横ですすり泣く音が聞こえた。横目で見てみると、吉田の母がハンカチを口に押し当てて涙を流していた。俺の母もそれにつられるようにしてすすり泣く。
「相田、体弱いくせにバスケ部なんて入るからだ」
「…うん」
式が始まってから、相田の遺影が目に入った。とても楽しそうに笑っている。急に、卒業式の日のことを思い出した。俺が写真を撮ろうと相田を呼んだ時の笑顔。
じわじわと悲しみが込み上げてきた。

⏰:08/04/27 14:43 📱:PC 🆔:.LrsNQDo


#131 [生茶]
焼香の時、俺は吉田の隣に並んだ。2人で相田の前に立ち、相田の両親にお辞儀して。相田の遺影を見るたびに、俺は泣きそうになった。
焼香を済ませて、食べ物の並んだ部屋に案内された。しかし、食べ物には手をつけず、俺は吉田と相田の話をしていた。
「ほら」
と、吉田はケータイの画面を俺につきつける。受信メールが開かれていて、そこには、「相田敏」という名前があった。
『俺バスケ部入ったんだ〜!今度合宿あるんだよ。楽しみ〜』
『そういや仲村元気?あいつのことだから、元気なのかな〜馬鹿は風邪引かないって言うし(笑)』
『えっ引っ越したの!?何だよ、教えてくれれば良かったのに!』
俺は受信メールを次々に読んだ。どれも相田らしいメールばかりだった。俺が最後に相田とメールしたのは、多分高校入ってすぐのことだ。話したいことは、山ほどあったのに。

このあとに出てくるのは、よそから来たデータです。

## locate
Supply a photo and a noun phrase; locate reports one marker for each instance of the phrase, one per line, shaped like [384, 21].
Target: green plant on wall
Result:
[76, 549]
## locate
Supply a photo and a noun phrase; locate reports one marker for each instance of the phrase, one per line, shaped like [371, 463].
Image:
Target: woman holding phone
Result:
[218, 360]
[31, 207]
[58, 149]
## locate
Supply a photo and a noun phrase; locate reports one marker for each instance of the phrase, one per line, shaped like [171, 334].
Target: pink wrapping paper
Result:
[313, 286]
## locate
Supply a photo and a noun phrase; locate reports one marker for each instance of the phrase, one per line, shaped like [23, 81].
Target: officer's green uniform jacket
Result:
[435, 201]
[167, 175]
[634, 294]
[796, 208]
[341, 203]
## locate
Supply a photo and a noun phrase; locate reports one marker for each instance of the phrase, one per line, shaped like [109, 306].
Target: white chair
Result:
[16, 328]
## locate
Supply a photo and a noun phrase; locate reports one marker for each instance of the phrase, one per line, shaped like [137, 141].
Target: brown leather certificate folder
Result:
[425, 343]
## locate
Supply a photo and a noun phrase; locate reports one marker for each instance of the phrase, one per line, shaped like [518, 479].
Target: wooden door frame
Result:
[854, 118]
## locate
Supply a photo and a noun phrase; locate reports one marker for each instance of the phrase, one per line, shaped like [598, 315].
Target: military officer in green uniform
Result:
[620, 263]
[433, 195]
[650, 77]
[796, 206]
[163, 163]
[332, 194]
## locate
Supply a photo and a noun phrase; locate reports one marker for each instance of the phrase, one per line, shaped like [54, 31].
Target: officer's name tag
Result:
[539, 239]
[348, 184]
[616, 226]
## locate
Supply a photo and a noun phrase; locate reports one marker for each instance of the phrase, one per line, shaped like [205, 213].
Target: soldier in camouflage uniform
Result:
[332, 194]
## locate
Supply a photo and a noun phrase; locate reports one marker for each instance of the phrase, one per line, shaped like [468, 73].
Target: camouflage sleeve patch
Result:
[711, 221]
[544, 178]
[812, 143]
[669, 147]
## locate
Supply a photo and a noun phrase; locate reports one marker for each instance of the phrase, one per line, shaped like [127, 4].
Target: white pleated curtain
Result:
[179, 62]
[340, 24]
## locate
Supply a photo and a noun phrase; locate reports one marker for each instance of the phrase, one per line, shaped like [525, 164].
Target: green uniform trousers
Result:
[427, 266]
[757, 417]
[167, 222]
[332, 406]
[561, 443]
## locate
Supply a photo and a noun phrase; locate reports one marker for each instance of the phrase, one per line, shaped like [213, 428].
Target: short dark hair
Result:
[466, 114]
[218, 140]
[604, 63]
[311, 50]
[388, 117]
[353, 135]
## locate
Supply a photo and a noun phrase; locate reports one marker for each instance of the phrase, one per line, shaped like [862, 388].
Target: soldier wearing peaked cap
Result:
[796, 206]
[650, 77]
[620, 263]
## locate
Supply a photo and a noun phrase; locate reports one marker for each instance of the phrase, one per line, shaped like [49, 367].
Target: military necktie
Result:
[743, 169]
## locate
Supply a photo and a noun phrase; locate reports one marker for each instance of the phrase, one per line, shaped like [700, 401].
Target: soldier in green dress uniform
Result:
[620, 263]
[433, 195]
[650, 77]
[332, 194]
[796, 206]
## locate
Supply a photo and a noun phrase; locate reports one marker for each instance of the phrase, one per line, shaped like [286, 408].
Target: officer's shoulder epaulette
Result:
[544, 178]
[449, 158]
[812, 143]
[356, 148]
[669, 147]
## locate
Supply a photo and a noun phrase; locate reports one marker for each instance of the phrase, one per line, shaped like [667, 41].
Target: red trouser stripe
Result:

⏰:08/04/27 14:52 📱:PC 🆔:.LrsNQDo


#132 [生茶]
「翔、食べなさいよ」
母さんが俺に言った。けれど俺はケータイの画面にくぎ付けで、後に言われた事はほとんど覚えていない。
「相田、バスケなんて興味あったっけ」
「あいつ体育の授業はバスケとサッカーは張り切ってた」
「そう…」
俺も、自分のケータイを開いて受信箱を開いたけれど、そんなに昔のメールはもう残っていなかった。
「俺、相田ともっとメールしたかった」
ケータイを閉じて震える声で言った。吉田も俯いていた。

⏰:08/04/27 14:58 📱:PC 🆔:.LrsNQDo


#133 [圭]
これリアルで好きあげます

⏰:08/04/27 17:45 📱:913SH 🆔:9e3d8.3Q


#134 [生茶]
○圭さん

ありがとうございます><*
皆さんに気に入られるような小説を書きたいと思っています!

⏰:08/05/01 20:25 📱:PC 🆔:8kkbzJOM


#135 [生茶]
不意に、相田に突然告白されたことを思い出した。
あの時の俺は、色々と勘違いをしていて、相田を傷つけてしまった。俺が冷静でいたなら、もう少し他に方法があったはずだ。
「…謝りたい」
「?」
「俺、相田にもう少し優しくすれば良かった」
「…」
ごめん、ごめん、と何度も心の中で相田に謝った。しかし、心の中にいる相田は、こちらに背を向けていた。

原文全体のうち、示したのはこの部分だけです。